The use of torture to extract information is not a new idea. Under both Athenian and Roman law, slave testimony could only be taken under torture. Presumably the theory was that slaves were interrogated in order to get evidence against their owners, the owner had ways of putting pressure on the slave, so torture was needed to get the slave to tell the truth. In Imperial Chinese law, not only the defendant but also witnesses could be tortured. In that system, and I think also in some legal systems of medieval and renaissance Europe, a defendant could only be convicted by his own confession. Torture was one way of getting it.
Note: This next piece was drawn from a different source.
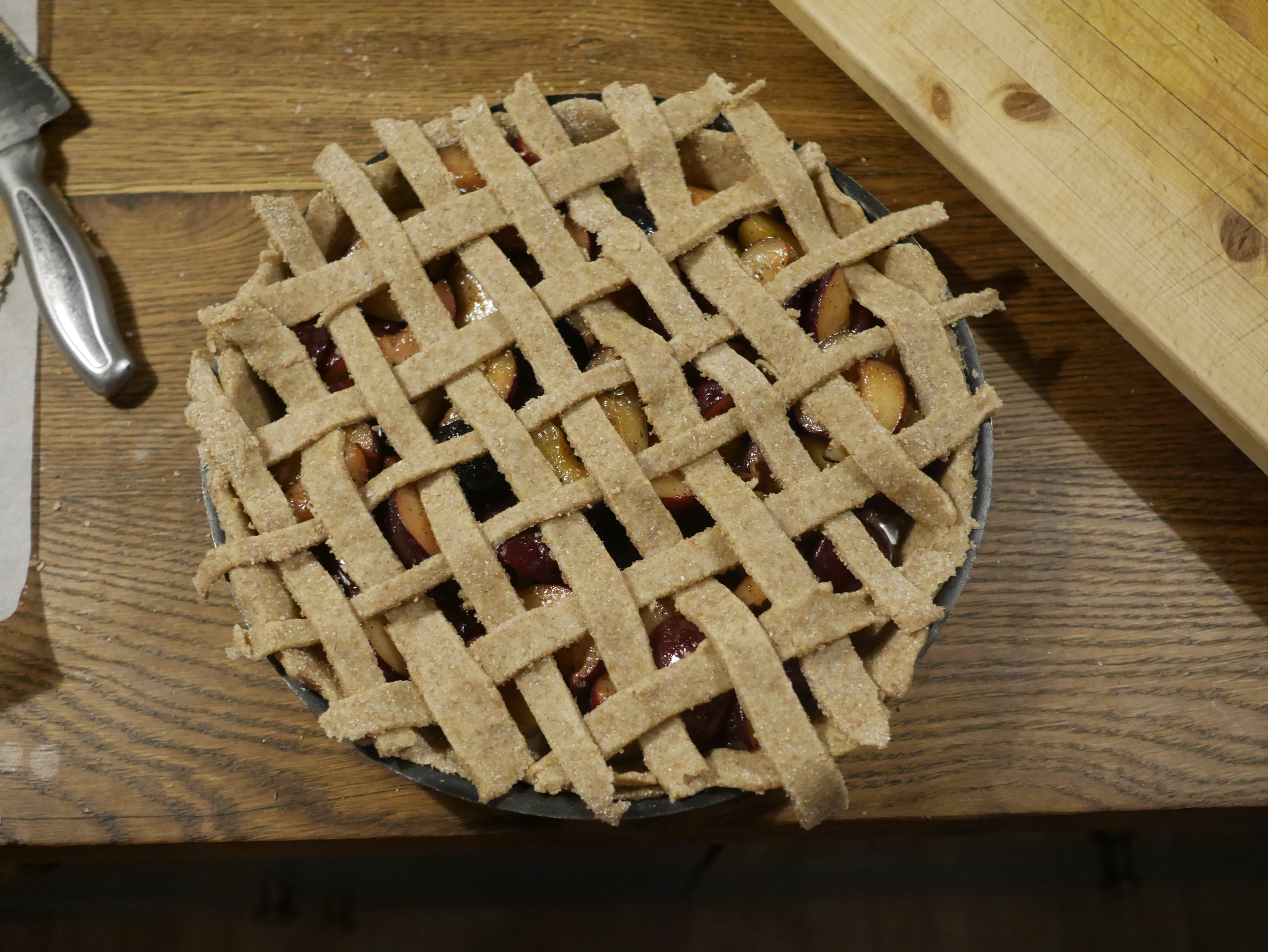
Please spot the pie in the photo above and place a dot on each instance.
(602, 445)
The argument against torture, that the victim will say whatever he thinks will end it whether true or false, is also old—people in the past were not stupid. Our main source of information on Athenian law consists of orations written by professional orators to be memorized by a party to a law suit in a legal system where there were no lawyers and each party had to represent himself. There is one oration which claims that slave testimony under torture is perfectly reliable, that there has never been a case where it turned out to be false. There is another making the obvious argument on the other side, that such testimony is worthless since the slave will say whatever the torturer wants him to say.
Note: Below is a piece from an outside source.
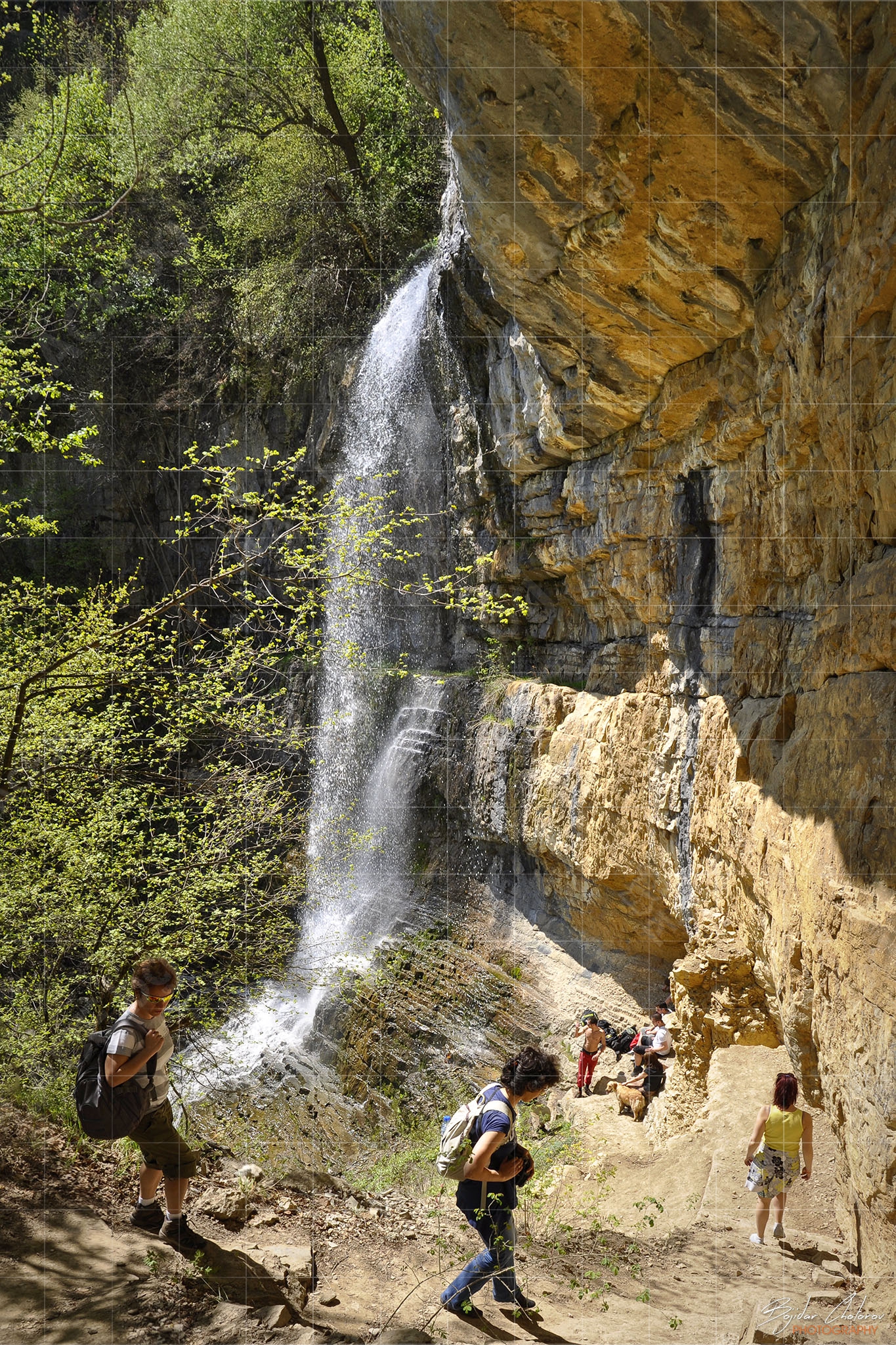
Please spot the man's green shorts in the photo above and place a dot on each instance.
(161, 1146)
They were both written by the same orator.
People in other legal systems that used torture were also aware of the problem. There is a collection of Chinese cases compiled in the 13th century for the use of magistrates. Many of them are cases where a clever judge realizes that an innocent person has been forced to confess under torture and figures out who is really guilty.
That raises an obvious question—if they saw the problem with torture, why did they continue to employ it? One answer is that extracting information might only have been an excuse, that the real purpose was to punish someone without having first to convict him. That is a possible explanation in some contexts, including the current case of torture by the CIA. But it does not explain contexts where the person being tortured was not the suspect but a potential witness.
A second possible explanation is the belief that a competent interrogator could distinguish a real confession from a fake one. That strikes me as the most likely explanation in the Roman and Athenian cases, where it was the defendant's slave, not the defendant, who was being interrogated.
A third explanation is that torture might produce information that could be checked. That is the situation in the hypothetical cases sometimes offered in defense of the use of torture—the suspect is being forced to say where the kidnap victim, or the terrorist time bomb, is concealed. More plausibly, to say where the loot is hidden.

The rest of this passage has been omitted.